Dabei korrigieren die Raubfliegen ihren Winkel stets, wenn sich Geschwindigkeit oder Kurs der angesteuerten Beute ändern, so dass sie dennoch stets auf Kollisionskurs bleiben. Immer rund 29 Zentimeter vor dem Einschlag geschieht dann aber etwas Unerwartetes, so die Forscher: Hier ändern die Raubfliegen ihre Flugkurve stereotyp und fliegen eine leichte Kurve, wodurch sich ihr eigener und der Kurs der Beute angleichen – die Zeit bis zum Zugriff allerdings ansteigt.

© Cambridge University
Insekten-Top-Gun: Raubfliegen als perfekte Luftjäger

Die Raubfliegen-Abfangjäger können ihre Route nur mit Hilfe von Beutekurs-Informationen errechnen, die sie durch einen mit ausreichender Auflösung arbeitenden optischen Hochleistungsapparat gewinnen. So sind die Facettenaugen der Insekten im Verhältnis zur Körperlänge riesig und die einzelnen Facetten zudem unterschiedlich dimensioniert: Im Zentrum des zusammengesetzten Auges ist ihr Durchmesser mit bis zu 78 Mikrometern fast viermal größer als in der Peripherie. Im zentralen Blickfeld sehen die winzigen Raubfliegen damit ebensogut wie die viel größeren Libellen, weil auch unterhalb der lichtstarken Linsen anatomische Anpassungen erfolgt sind: Die Lichtrezeptoren, auf die die großen Linsen bündeln, sind deutlich nach hinten, unten verlagert und miniaturisiert, um auf kleinerer Fläche konzentriert werden zu können.
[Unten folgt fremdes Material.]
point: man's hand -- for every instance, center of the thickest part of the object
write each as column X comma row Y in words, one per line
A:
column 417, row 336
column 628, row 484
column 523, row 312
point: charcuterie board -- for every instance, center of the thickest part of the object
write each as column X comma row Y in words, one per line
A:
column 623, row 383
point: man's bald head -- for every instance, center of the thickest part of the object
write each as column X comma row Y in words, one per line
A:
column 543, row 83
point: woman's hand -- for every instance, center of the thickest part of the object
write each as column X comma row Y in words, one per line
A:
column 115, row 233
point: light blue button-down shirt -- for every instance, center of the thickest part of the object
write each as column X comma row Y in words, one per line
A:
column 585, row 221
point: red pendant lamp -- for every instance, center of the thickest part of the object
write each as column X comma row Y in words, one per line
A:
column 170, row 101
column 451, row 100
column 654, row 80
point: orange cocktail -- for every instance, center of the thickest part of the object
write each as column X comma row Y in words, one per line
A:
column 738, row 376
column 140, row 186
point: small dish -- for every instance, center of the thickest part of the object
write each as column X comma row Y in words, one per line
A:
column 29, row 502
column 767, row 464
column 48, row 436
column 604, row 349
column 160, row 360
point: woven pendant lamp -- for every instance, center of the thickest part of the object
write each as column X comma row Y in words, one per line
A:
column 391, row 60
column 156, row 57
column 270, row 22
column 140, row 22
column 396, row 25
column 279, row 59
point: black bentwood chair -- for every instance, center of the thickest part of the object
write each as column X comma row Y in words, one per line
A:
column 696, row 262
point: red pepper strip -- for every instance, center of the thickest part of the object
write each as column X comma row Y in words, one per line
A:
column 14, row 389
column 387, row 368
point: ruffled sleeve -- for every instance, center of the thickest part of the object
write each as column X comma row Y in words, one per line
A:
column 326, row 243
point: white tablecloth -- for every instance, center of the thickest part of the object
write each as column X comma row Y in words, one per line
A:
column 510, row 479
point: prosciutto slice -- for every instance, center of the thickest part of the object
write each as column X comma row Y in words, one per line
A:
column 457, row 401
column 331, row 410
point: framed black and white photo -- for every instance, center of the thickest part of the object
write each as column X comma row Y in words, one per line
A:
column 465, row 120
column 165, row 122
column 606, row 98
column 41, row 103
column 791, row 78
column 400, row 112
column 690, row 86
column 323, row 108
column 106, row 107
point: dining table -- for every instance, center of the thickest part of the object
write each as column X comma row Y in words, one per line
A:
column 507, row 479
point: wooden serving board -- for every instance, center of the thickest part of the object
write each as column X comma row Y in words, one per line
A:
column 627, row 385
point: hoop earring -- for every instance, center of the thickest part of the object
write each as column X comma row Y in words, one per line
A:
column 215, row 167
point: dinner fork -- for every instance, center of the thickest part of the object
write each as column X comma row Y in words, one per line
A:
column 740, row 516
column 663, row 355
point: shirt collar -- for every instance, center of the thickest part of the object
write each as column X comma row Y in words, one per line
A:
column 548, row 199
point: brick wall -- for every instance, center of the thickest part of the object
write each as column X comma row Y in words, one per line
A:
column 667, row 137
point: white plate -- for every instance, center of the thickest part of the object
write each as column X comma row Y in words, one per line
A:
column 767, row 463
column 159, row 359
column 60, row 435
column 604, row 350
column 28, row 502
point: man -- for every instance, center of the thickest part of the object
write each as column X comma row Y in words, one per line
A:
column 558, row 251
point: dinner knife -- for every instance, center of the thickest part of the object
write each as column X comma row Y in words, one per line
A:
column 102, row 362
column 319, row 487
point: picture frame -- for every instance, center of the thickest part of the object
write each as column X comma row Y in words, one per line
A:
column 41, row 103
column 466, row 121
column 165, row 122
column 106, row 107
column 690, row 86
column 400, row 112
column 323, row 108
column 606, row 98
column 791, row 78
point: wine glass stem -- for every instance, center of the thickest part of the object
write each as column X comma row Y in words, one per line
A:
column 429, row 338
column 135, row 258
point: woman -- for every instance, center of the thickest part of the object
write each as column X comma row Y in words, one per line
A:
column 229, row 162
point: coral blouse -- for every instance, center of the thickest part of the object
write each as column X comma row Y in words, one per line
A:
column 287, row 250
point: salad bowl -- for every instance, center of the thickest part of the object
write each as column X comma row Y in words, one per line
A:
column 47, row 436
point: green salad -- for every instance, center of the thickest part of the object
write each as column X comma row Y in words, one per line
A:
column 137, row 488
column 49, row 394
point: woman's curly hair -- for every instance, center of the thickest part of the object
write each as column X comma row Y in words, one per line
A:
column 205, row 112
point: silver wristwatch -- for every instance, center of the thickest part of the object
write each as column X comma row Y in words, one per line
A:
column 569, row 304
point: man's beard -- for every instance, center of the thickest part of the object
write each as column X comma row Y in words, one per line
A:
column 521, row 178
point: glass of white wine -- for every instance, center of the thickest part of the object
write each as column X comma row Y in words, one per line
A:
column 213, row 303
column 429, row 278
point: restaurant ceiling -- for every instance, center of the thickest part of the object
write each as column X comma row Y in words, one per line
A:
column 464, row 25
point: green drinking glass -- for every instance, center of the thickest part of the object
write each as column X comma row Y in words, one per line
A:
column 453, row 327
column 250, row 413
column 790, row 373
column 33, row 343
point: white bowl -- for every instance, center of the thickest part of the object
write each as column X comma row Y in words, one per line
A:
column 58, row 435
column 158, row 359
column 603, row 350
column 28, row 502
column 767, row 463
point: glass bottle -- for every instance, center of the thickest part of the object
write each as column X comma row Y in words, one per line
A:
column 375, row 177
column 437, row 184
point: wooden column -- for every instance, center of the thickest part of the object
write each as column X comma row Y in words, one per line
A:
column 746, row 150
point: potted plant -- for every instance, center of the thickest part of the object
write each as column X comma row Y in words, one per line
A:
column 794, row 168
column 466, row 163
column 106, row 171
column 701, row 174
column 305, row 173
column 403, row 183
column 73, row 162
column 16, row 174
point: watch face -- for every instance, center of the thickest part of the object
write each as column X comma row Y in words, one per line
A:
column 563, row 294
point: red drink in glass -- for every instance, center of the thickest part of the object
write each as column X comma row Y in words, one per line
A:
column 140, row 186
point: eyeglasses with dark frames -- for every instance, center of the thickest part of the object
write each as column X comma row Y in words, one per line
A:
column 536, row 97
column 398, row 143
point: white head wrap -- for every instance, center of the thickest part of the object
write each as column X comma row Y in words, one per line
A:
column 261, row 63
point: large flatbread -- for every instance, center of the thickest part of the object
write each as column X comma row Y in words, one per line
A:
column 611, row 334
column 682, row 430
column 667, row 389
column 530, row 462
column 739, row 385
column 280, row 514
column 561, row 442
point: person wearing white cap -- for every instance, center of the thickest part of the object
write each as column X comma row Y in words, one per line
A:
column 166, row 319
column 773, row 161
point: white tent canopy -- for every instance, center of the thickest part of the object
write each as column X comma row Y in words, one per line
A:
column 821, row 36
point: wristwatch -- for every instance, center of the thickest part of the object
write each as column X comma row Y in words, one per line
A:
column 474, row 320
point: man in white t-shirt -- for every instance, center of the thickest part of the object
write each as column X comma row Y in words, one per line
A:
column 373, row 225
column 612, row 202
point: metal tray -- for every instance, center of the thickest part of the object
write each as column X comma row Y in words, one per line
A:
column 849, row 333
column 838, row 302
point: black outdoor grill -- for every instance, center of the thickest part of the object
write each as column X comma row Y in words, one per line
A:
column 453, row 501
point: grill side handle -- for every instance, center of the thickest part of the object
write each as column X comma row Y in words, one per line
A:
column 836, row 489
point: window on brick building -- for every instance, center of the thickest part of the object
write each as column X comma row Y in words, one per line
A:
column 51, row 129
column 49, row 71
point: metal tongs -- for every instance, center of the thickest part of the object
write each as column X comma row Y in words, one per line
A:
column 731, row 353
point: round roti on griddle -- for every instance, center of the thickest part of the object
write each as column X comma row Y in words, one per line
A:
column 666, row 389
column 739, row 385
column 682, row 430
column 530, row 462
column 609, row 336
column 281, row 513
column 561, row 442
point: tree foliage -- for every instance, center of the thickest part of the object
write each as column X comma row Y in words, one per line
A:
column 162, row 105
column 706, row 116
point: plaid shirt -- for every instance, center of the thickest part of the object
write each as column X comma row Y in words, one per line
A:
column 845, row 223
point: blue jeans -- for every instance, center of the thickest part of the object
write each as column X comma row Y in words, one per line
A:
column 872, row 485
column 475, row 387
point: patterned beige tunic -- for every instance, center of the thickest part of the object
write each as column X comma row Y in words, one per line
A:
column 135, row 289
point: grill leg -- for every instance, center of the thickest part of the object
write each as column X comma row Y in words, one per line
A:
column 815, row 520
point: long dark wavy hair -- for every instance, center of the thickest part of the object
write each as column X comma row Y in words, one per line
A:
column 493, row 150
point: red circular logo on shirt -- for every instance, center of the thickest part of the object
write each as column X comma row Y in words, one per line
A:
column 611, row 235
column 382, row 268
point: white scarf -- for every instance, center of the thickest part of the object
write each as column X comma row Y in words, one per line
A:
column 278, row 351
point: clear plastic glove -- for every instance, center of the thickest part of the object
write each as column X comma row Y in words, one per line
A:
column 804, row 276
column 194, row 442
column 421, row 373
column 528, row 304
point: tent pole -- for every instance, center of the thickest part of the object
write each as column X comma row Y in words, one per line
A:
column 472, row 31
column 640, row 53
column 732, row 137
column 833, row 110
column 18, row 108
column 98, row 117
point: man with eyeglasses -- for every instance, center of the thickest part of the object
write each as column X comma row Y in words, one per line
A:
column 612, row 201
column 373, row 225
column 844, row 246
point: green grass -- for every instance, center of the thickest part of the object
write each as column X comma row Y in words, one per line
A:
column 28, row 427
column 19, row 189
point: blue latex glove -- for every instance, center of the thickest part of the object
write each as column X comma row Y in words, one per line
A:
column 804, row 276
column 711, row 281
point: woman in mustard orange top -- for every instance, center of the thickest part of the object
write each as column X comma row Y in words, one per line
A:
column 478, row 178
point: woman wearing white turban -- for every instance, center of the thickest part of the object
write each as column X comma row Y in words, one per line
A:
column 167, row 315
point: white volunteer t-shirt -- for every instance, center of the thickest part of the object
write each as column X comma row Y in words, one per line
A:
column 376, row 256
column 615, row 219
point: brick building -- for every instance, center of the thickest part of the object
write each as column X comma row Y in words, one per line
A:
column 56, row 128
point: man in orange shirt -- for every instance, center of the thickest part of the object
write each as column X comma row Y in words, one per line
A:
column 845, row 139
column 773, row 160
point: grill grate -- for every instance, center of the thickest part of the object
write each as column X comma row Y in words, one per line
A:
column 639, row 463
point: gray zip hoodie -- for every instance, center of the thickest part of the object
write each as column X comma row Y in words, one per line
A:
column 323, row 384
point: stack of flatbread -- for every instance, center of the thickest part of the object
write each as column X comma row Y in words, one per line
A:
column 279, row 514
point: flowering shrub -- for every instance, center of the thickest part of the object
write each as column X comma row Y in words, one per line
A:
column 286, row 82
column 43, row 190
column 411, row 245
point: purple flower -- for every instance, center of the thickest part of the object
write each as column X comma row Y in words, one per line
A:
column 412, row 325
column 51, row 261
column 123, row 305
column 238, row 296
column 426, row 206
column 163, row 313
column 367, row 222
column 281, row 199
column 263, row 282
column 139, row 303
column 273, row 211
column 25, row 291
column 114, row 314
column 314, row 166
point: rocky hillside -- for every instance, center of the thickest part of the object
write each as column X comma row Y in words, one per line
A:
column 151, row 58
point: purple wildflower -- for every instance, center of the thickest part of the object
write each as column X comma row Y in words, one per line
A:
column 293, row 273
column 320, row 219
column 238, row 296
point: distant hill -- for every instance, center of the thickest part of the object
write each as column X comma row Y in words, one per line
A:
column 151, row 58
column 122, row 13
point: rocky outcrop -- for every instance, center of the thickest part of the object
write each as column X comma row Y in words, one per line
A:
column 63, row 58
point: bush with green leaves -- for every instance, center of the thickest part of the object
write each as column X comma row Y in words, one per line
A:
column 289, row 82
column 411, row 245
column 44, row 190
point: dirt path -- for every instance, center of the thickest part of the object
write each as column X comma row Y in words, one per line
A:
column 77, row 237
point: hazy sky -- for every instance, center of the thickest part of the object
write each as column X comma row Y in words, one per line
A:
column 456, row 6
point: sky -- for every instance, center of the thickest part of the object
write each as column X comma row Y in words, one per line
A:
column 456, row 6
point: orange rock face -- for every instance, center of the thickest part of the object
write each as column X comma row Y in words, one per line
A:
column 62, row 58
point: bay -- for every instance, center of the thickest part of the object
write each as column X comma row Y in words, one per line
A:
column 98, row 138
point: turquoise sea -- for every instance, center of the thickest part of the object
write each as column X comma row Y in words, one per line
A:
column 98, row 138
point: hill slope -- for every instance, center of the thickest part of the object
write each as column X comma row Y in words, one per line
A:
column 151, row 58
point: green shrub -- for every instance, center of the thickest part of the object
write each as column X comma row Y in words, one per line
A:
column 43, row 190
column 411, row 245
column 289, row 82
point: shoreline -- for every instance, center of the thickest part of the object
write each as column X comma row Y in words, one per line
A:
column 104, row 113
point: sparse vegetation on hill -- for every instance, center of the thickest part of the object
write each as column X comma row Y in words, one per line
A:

Noch unklar bleibt, wie es den winzigen Raubfliegen gelingt, in ausreichend kurzer Zeit ihren Abflugkurs zu berechnen sowie bei Bedarf anzupassen und die Beute dabei gleichzeitig nicht aus dem engen, zentralen scharfen Blickfeld zu verlieren. Nicht geklärt ist zudem, welcher Reiz am Ende des Anflugs das stereotype Flugmanöver auslöst, bei dem sich Kurs und Geschwindigkeit an die Beute anpassen. Vielleicht messen die Raubfliegen – wie etwa landende Stubenfliegen – die Geschwindigkeit, mit der ein näher kommendes Objekt scheinbar größer wird, um so auf die Entfernung zu schließen. Möglich sei aber auch ein stereoptischer Mechanismus: Die Entfernung wird bei einem überlappenden Blickfeld der beiden Augen berechenbar, weil die Augen, die in leicht unterschiedlichem Abstand auf die Beute blicken, ihre jeweiligen Bilder in einem messbaren Zeitabstand liefern. Dies könnte auch erklären, warum die Fliege im Endanflug ihren Kopf bewegt: Vielleicht erlaubt ihr dies letzte Korrekturen vor dem Einschlag.